4. If a child of the victim wished to see the case files a request would have to be submitted to the prosecuting agency or the defense attorney's office (to include the public defender). If the child of the victim was refused a motion can be filed with the court which, if successful, could compel the agency or firm to allow review of the files. The office or firm could have kept physical evidence and most likely the police department who investigated the case will likely have kept some or all of the physical evidence. This is not a guarantee though as again, these SOP's are regionally specific. A letter requesting permission to review the case file and any evidence would be the first step in assessing what needs to be done.
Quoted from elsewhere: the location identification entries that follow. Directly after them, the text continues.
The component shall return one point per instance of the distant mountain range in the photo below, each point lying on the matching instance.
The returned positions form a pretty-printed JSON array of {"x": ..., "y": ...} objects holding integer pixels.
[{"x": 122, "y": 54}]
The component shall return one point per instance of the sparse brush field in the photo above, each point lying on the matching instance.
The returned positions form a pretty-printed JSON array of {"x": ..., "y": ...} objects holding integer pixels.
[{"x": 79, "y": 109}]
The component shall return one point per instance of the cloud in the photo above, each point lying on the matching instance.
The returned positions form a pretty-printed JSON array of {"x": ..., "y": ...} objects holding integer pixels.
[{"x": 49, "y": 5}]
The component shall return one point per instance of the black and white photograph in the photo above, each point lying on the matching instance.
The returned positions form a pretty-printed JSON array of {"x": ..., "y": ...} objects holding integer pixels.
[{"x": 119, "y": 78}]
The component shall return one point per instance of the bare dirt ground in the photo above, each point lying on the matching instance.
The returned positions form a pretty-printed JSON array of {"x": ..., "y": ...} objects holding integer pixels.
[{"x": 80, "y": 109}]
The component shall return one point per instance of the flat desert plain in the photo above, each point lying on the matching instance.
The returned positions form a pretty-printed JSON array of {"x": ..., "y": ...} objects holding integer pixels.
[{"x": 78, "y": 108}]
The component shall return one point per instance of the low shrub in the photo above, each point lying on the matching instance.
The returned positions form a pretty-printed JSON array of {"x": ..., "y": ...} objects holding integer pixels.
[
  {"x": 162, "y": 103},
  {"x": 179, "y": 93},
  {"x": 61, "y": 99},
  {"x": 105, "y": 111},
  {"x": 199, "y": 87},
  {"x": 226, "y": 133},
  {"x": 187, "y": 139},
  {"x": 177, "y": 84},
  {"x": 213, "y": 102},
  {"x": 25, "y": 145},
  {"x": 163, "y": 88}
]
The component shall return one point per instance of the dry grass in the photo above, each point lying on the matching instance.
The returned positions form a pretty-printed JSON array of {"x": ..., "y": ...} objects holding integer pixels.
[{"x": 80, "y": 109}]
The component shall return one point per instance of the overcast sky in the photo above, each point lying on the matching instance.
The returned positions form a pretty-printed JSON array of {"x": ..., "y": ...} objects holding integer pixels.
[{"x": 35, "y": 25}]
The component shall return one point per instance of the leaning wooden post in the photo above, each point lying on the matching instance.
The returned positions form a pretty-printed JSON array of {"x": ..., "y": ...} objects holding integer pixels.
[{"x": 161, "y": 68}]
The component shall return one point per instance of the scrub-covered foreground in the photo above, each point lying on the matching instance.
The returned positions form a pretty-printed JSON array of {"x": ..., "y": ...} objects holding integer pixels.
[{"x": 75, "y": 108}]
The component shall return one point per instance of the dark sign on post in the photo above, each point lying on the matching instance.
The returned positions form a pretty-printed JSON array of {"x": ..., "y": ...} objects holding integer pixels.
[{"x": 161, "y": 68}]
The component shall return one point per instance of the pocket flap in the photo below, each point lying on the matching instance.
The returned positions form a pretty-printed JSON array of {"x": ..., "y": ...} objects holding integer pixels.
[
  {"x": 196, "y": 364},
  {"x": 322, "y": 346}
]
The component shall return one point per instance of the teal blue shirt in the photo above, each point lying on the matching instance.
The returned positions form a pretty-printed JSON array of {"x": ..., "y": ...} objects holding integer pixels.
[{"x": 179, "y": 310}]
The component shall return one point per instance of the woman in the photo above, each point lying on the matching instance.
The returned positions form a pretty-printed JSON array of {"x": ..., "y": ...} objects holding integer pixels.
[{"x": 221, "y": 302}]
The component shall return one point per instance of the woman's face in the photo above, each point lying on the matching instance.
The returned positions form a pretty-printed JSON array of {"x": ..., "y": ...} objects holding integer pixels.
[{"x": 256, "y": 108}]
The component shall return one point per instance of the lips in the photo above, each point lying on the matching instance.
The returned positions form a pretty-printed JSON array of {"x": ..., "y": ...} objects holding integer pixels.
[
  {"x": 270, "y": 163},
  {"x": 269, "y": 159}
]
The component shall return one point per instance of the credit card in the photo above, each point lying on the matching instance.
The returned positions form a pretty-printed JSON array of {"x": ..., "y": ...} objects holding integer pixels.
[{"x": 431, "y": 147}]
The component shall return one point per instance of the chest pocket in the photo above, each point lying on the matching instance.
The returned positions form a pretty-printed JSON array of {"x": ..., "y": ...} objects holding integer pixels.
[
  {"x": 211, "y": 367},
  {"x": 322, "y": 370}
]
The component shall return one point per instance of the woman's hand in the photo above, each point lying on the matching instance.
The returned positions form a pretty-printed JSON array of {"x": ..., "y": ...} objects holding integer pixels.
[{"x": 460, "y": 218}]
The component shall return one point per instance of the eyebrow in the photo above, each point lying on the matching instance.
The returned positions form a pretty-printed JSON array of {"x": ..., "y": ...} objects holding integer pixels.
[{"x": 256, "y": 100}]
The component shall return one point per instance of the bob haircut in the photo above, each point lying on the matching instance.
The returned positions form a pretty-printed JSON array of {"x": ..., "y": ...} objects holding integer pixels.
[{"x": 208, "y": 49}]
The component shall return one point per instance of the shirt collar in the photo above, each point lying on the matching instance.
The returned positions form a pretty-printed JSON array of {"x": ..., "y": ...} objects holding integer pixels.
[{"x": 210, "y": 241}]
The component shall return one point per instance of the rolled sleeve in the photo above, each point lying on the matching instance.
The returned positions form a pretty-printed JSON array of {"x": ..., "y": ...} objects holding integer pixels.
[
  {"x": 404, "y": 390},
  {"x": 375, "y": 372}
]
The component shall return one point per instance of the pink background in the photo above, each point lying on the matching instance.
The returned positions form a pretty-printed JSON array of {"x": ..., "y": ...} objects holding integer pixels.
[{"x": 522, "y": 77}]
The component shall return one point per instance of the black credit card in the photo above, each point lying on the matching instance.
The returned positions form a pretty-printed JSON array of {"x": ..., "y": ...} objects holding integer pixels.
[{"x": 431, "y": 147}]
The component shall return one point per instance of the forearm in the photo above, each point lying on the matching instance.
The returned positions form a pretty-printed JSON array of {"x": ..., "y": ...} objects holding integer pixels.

I hope this answer was helpful.
---------- FOLLOW-UP ----------
QUESTION: Thank you! This was extensive and helpful but I think I need to clarify. I was trying to get the angle from inside the prosecutor's office: What access would the child of someone who had been killed, say, in a robbery have to getting hold of the prosecutor's file on the case -- and what about the evidence box the police/prosecutors might have? How hard it is to get, and in general is it disposed of after a period of time?
Thank you again!
Sorry for delay. For access to the prosecutor's office you would have to petition them. The first communication can be by a mere letter asking to do so and stating the reasons why. The case file would have a record of the evidence that was collected and a record of chain of custody stating where the evidence is stored and what disposition it is in. For example, if the evidence was destroyed it would be marked on the chain of custody record. All or most of the physical evidence will likely be stored at the police department who investigated the case. Some cases, particularly if there was a disposition such as a successful arrest and prosecution might destroy the evidence after the statute of limitations for appeals has expired. It depends very heavily upon the jurisdiction. If your request for case review to include evidence is legitimate and the prosecutor's office will not allow it then you could file a motion with the court compelling the prosecutor or DA's office to do so. That could require the assistance of an attorney to help you out with. Again, I would start the process just by requesting the action with a simple letter. I hope this information helps.